The famed Decorah eagles that have a cam which is watched by many are facing a tough summer.
This spring three eggs were laid, and it was a pleasure to see each hatch and the birds grow healthy and strong. But several weeks ago the gants and biting flies that have proven to be a problem in so many places around the Midwest started attacking the young birds. At about the time the birds were to fledge from the nest to the tree branches and then back for meals and nighttime resting did not take place. Instead the young eagles just took flight and got the heck out of Dodge and never returned.
One of the eagles was so tired and unable to fly successfully it landed in a river area with a broken wing. It was rescued and had surgery this weekend. The prognosis is good but it will be a slow mend.
The other two have been located but their story is not completed as they are still in need of learning to hunt and make it as adults. The parent birds know of their location and that part of the story from the Decorah Eagles Facebook Page is well worth the read.
Bob Anderson writes the following.
“I was at the hatchery a little past 6AM this morning. David and Ann Lynch were down at the city compost site. The adult female eagle was perched in the maple tree. I lobbed a quail out on the cement and as usual the female did not respond. Every few minutes I would toss the quail high in the air hoping that the male would see the offering. After a few minutes I drove… down to the compost site and met up with David along with several other eagle people who ventured out early to see eagles. Soon, the adult male eagle came flying in to the site carrying the quail. He landed next to the immature bird (EWOT) who snatched the quail and mantled.

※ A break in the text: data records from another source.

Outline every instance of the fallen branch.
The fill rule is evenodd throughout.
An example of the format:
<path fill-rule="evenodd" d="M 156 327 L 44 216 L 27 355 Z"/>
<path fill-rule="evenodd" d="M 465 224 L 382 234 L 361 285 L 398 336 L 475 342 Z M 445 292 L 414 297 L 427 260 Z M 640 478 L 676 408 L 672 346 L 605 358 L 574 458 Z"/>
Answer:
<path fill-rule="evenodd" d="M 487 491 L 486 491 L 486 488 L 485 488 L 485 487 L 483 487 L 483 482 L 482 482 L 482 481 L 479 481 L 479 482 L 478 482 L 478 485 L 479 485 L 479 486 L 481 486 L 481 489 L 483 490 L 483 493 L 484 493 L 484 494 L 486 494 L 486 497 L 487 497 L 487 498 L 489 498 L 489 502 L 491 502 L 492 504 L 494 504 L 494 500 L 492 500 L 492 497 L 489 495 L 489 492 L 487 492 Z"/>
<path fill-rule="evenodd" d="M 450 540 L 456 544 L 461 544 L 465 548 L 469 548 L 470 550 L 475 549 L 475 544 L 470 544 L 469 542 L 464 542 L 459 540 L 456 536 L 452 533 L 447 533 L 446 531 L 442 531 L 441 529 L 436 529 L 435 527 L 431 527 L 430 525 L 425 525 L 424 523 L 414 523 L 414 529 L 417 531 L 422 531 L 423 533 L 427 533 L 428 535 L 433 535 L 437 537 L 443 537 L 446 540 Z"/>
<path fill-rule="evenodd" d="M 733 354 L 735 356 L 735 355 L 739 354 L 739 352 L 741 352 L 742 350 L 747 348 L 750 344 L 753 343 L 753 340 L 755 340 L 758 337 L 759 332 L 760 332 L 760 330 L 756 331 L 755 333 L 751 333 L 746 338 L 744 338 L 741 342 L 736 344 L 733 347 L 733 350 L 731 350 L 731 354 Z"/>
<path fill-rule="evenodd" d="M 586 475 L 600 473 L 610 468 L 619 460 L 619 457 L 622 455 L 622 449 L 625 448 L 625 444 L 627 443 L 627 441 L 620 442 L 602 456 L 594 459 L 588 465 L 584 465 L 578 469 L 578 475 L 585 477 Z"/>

David and I then set off to track down the young eagle with the transmitter. She spent last night in a corn field. This AM we found her laying down tucked up against a wire woven fence. She must have spent quite a bit of energy trying to get through or over the fence. I was able to grab her and quickly put a hood on her head. David then drove while I held the young eagle (EWT) and we made a direct line to the compost site.
Once we got there, we tossed three quail up on one small mulch pile very near the mulch pile with the other eaglet (EWOT). As soon as I released her on the pile she began to devour the quail. She ate all three in short order. I ran back to the hatchery and set out two small trout, hoping the adult male would snatch one and return to the compost site. All of us that were watching were rewarded when we saw the adult male eagle arrive with one trout and deliver it to the eaglet without a transmitter. The adult male then flew over to another mulch pile. Before the adult male arrived with the trout the eaglet without a transmitter flew over to the bird with the transmitter. They interacted a bit and then eagle EWOT flew back to his mulch pile.
I returned to the city compost site around 2:30 to check on the eaglets. Both of them were perched together on the tallest mulch pile. The adults have visited and the adult male brought food. It has clouded over and with luck the eagles will remain for more feedings from the adult.”